Tag Archives: themes

The Theme Foundry’s themes all support WordPress’s new theme customizer

June 18th, 2012

The Theme Foundry, who is arguably doing the best work in professional WordPress theming, just announced that all of their themes already support WordPress 3.4′s new theme customizer.

We’ve been keeping an eye on WordPress 3.4, and now that it is released we’re proud to announce that our 4 most recent themes (PortfolioChalkDuet, and Anthem) support the theme customizer for all theme options.

This is what it means to be on top of things. To be doing great work. Watching your area of expertise and being ready for what is next. An awesome example to everyone.

From the NFL to WordPress themes

July 6th, 2010

Drew Strojny, former NFL player for the Eagles, Giants and Rams, had been moonlighting as a designer and open-source WordPress theme developer for years. The theme business, which is supported via support-membership-subscriptions (great business plan) is really taking off.  So much so that he and his wife are doing that full time via The Theme Foundry.

Recently Drew wrote up the backstory to how this all happened and it is a fantastic read.

Premium Tumblr themes

March 24th, 2010

Tumblr has announced that there are now premium themes available for Tumblr. Premium meaning that they cost money and are generally much more refined then the over 350 free themes already available for Tumblr.

Two things: First, I love that Tumblr is doing things to monetize their platform for both themselves and their design-savvy community. Any service that you love should, at some point, begin to monetize. If they don’t, they won’t survive. These types of moves by Tumblr are moves that will ensure their longevity as a service. Second, I think some of the free themes could easily be pulled into the Premium themes category and the designers of which could make a few dollars on them (since this model wasn’t available when they originally designed their free Tumblr themes). I wonder if Tumblr reached out to some of them?
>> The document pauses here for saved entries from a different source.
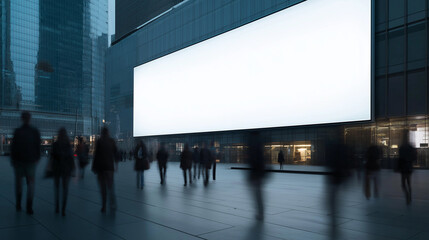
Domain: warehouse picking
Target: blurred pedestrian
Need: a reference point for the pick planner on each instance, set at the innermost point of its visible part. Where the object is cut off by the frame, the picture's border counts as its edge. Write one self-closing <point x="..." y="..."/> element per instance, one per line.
<point x="62" y="167"/>
<point x="104" y="165"/>
<point x="255" y="156"/>
<point x="162" y="157"/>
<point x="82" y="152"/>
<point x="338" y="157"/>
<point x="141" y="164"/>
<point x="206" y="159"/>
<point x="407" y="156"/>
<point x="372" y="169"/>
<point x="281" y="159"/>
<point x="196" y="160"/>
<point x="214" y="157"/>
<point x="25" y="153"/>
<point x="131" y="155"/>
<point x="186" y="163"/>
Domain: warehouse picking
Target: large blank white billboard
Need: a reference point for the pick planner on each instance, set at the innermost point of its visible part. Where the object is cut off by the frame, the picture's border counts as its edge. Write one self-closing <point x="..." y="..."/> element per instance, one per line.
<point x="307" y="64"/>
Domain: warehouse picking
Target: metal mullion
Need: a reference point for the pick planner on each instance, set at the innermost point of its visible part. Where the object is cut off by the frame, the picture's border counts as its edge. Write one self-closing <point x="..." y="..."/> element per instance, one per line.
<point x="406" y="59"/>
<point x="386" y="35"/>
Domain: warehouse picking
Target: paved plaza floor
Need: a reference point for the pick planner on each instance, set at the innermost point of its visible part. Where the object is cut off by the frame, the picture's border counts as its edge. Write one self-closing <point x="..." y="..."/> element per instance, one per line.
<point x="295" y="208"/>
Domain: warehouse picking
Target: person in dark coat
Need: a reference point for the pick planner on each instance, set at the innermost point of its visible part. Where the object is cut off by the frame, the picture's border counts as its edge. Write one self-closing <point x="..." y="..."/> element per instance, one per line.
<point x="25" y="153"/>
<point x="407" y="156"/>
<point x="141" y="164"/>
<point x="256" y="161"/>
<point x="372" y="169"/>
<point x="186" y="163"/>
<point x="162" y="157"/>
<point x="281" y="159"/>
<point x="196" y="161"/>
<point x="206" y="160"/>
<point x="82" y="152"/>
<point x="339" y="162"/>
<point x="104" y="165"/>
<point x="213" y="153"/>
<point x="62" y="167"/>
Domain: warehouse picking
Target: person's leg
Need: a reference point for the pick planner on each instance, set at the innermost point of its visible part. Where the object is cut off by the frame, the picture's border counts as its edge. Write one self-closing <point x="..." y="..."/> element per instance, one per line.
<point x="367" y="185"/>
<point x="164" y="175"/>
<point x="138" y="179"/>
<point x="376" y="183"/>
<point x="18" y="187"/>
<point x="66" y="181"/>
<point x="57" y="193"/>
<point x="214" y="170"/>
<point x="206" y="176"/>
<point x="30" y="176"/>
<point x="102" y="182"/>
<point x="160" y="173"/>
<point x="184" y="176"/>
<point x="259" y="199"/>
<point x="408" y="180"/>
<point x="195" y="171"/>
<point x="111" y="190"/>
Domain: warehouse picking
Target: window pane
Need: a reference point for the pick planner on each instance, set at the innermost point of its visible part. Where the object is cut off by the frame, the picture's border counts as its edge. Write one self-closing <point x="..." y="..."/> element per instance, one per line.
<point x="416" y="92"/>
<point x="396" y="102"/>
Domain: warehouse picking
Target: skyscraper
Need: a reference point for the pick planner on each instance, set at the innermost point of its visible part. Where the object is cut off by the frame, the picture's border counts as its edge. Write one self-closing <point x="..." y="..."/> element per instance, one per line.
<point x="52" y="64"/>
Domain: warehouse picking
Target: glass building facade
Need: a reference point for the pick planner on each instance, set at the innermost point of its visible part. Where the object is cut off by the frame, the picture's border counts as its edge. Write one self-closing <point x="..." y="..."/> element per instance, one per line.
<point x="401" y="81"/>
<point x="53" y="65"/>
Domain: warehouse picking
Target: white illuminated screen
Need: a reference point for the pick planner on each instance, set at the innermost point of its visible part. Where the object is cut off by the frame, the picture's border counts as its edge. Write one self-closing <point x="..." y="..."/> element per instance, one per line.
<point x="307" y="64"/>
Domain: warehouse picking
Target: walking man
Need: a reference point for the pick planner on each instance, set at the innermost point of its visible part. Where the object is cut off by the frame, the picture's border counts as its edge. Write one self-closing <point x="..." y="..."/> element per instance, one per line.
<point x="25" y="153"/>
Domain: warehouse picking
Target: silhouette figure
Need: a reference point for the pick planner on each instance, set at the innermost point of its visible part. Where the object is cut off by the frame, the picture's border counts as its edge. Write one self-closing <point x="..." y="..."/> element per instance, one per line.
<point x="25" y="153"/>
<point x="213" y="159"/>
<point x="104" y="164"/>
<point x="338" y="156"/>
<point x="186" y="163"/>
<point x="141" y="164"/>
<point x="281" y="159"/>
<point x="196" y="161"/>
<point x="62" y="166"/>
<point x="162" y="157"/>
<point x="372" y="169"/>
<point x="201" y="168"/>
<point x="407" y="156"/>
<point x="255" y="155"/>
<point x="82" y="152"/>
<point x="206" y="160"/>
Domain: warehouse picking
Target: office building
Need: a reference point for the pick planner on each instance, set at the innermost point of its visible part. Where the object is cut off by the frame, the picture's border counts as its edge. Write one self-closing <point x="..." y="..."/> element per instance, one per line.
<point x="400" y="80"/>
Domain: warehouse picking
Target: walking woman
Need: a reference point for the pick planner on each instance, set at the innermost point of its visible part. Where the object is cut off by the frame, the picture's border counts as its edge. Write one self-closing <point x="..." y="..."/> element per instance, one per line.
<point x="104" y="164"/>
<point x="62" y="166"/>
<point x="142" y="163"/>
<point x="186" y="163"/>
<point x="407" y="156"/>
<point x="82" y="152"/>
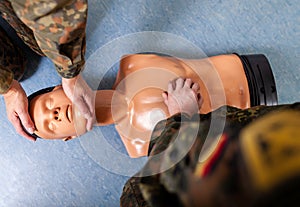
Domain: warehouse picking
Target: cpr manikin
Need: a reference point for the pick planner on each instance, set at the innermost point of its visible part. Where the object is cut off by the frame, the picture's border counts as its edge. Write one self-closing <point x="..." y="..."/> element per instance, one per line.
<point x="135" y="104"/>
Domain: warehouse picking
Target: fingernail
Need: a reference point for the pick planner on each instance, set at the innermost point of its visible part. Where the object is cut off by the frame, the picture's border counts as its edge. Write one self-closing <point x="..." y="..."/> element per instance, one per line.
<point x="31" y="130"/>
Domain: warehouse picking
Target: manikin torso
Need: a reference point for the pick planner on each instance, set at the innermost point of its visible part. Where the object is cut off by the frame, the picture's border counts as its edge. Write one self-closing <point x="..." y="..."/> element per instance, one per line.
<point x="136" y="104"/>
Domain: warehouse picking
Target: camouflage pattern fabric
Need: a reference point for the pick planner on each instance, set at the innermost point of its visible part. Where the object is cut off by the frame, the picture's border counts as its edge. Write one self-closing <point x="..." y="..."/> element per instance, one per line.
<point x="12" y="64"/>
<point x="181" y="184"/>
<point x="54" y="28"/>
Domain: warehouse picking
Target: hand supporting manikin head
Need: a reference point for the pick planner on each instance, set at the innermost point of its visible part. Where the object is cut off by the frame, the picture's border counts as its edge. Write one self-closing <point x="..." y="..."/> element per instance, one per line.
<point x="135" y="104"/>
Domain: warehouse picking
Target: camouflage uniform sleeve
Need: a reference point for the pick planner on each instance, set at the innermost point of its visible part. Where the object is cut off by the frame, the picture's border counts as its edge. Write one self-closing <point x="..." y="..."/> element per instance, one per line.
<point x="12" y="64"/>
<point x="59" y="29"/>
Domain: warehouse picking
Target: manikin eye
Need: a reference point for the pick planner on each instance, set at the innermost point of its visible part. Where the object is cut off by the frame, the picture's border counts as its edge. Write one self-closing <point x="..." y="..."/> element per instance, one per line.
<point x="49" y="103"/>
<point x="52" y="126"/>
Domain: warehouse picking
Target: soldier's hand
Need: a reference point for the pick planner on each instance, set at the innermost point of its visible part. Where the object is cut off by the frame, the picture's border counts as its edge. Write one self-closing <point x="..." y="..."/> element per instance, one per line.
<point x="82" y="96"/>
<point x="17" y="110"/>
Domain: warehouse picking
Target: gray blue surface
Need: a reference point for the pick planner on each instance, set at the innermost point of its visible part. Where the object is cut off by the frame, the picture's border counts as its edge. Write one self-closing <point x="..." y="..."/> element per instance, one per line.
<point x="57" y="173"/>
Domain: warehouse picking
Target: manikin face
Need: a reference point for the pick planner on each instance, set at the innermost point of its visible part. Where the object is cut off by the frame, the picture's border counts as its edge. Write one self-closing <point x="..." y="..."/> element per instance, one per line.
<point x="53" y="115"/>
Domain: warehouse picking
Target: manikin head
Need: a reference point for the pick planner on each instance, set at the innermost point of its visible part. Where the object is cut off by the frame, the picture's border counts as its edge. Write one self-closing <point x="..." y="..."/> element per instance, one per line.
<point x="54" y="115"/>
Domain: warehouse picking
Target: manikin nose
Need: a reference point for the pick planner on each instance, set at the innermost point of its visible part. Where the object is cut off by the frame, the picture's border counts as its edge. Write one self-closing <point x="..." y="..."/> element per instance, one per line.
<point x="55" y="114"/>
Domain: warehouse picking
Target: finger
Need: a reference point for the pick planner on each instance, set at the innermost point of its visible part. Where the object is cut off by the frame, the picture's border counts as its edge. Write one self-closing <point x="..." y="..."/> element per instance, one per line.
<point x="82" y="107"/>
<point x="171" y="87"/>
<point x="200" y="100"/>
<point x="17" y="125"/>
<point x="179" y="83"/>
<point x="90" y="124"/>
<point x="165" y="97"/>
<point x="89" y="100"/>
<point x="188" y="83"/>
<point x="195" y="87"/>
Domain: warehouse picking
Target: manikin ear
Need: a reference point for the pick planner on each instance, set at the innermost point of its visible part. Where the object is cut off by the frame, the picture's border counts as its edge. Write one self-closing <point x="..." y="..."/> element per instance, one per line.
<point x="57" y="87"/>
<point x="68" y="138"/>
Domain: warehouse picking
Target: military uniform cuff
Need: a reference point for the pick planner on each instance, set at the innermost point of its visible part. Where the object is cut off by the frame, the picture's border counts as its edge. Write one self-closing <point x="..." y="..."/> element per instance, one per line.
<point x="71" y="72"/>
<point x="6" y="78"/>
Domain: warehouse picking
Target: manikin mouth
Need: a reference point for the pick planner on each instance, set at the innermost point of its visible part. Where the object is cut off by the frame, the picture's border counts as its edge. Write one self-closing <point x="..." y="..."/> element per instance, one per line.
<point x="69" y="113"/>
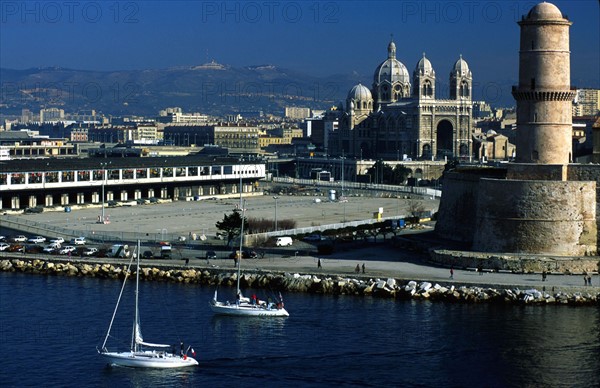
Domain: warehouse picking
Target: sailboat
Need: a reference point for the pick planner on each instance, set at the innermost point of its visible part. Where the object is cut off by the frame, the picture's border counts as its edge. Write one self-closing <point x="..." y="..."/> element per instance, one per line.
<point x="243" y="306"/>
<point x="144" y="354"/>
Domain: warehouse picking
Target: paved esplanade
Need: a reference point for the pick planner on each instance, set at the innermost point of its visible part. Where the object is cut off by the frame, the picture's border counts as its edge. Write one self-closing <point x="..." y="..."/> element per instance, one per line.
<point x="181" y="218"/>
<point x="381" y="260"/>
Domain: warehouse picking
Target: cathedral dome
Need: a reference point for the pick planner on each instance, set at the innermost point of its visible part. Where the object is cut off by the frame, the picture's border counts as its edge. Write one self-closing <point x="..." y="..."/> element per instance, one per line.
<point x="360" y="92"/>
<point x="544" y="11"/>
<point x="391" y="70"/>
<point x="461" y="67"/>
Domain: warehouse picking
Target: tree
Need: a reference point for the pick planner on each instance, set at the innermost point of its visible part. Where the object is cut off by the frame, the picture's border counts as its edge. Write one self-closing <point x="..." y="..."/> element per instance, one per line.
<point x="400" y="174"/>
<point x="415" y="208"/>
<point x="381" y="172"/>
<point x="231" y="225"/>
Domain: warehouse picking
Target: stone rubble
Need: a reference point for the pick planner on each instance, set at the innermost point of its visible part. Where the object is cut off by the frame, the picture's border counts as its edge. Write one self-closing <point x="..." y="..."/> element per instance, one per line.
<point x="315" y="284"/>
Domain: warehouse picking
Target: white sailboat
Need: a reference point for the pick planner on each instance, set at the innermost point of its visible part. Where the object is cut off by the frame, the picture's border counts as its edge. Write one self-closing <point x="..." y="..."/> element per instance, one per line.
<point x="144" y="354"/>
<point x="243" y="306"/>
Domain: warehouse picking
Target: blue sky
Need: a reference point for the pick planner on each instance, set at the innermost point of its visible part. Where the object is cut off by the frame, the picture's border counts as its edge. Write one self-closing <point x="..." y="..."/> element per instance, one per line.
<point x="318" y="37"/>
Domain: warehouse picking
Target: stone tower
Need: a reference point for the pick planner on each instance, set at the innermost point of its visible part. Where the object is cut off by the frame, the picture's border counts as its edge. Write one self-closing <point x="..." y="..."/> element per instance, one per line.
<point x="544" y="95"/>
<point x="543" y="204"/>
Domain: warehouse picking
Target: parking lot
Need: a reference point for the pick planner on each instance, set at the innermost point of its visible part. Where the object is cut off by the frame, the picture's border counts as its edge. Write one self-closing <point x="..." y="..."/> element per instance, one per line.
<point x="184" y="220"/>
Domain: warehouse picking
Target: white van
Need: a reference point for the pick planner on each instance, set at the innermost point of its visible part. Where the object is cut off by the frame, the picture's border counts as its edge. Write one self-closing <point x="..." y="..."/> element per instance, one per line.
<point x="118" y="250"/>
<point x="283" y="241"/>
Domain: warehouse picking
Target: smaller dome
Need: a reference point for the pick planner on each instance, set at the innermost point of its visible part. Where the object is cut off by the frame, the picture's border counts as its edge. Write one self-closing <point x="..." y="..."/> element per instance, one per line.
<point x="392" y="49"/>
<point x="544" y="11"/>
<point x="360" y="92"/>
<point x="461" y="67"/>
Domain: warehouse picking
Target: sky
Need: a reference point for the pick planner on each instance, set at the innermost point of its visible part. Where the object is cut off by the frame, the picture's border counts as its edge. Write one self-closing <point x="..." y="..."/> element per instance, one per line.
<point x="316" y="37"/>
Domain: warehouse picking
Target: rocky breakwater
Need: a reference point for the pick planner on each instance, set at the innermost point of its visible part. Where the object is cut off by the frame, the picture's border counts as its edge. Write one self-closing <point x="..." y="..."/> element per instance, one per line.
<point x="309" y="283"/>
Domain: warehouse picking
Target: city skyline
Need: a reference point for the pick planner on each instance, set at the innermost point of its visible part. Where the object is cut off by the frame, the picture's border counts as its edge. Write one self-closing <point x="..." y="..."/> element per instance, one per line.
<point x="323" y="38"/>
THiCK, a premium WordPress theme by Matt Brett

November 11th, 2008

Matt Brett, a designer with a style all his own, has joined forces with WooThemes, a company that specializes in developing premium themes (or, themes-that-you-have-to-pay-for) for WordPress and has released THiCK.

THiCK is the very first premium WordPress theme that I’ve actually considered pulling my wallet out for. Not only is the structure of the theme refreshing but the number of options that it comes with out of the box should fit the needs of many a blogger.

You can preview the theme on Woothemes and Matt Brett has written a little bit about the experience he had developing it on his blog. He says this about THiCK:

“THiCK is a beast of a theme! It’s catered towards personal blog authors and packs a pile of features right out of the box, thanks to a number of a custom widgets created by the team at WooThemes. From a design standpoint, it’s extremely flexible. There are 2 main styles (clean and grunge) and a main colour scheme for each (light and dark). From there, you can choose from 5 variant colour schemes that change headings and links through-out the blog. There’s also 2 different header layouts that can be selected from the admin. THiCK is built on the 960 Grid System and the original PSDs are included in the bundle, so customizing further should be a breeze.”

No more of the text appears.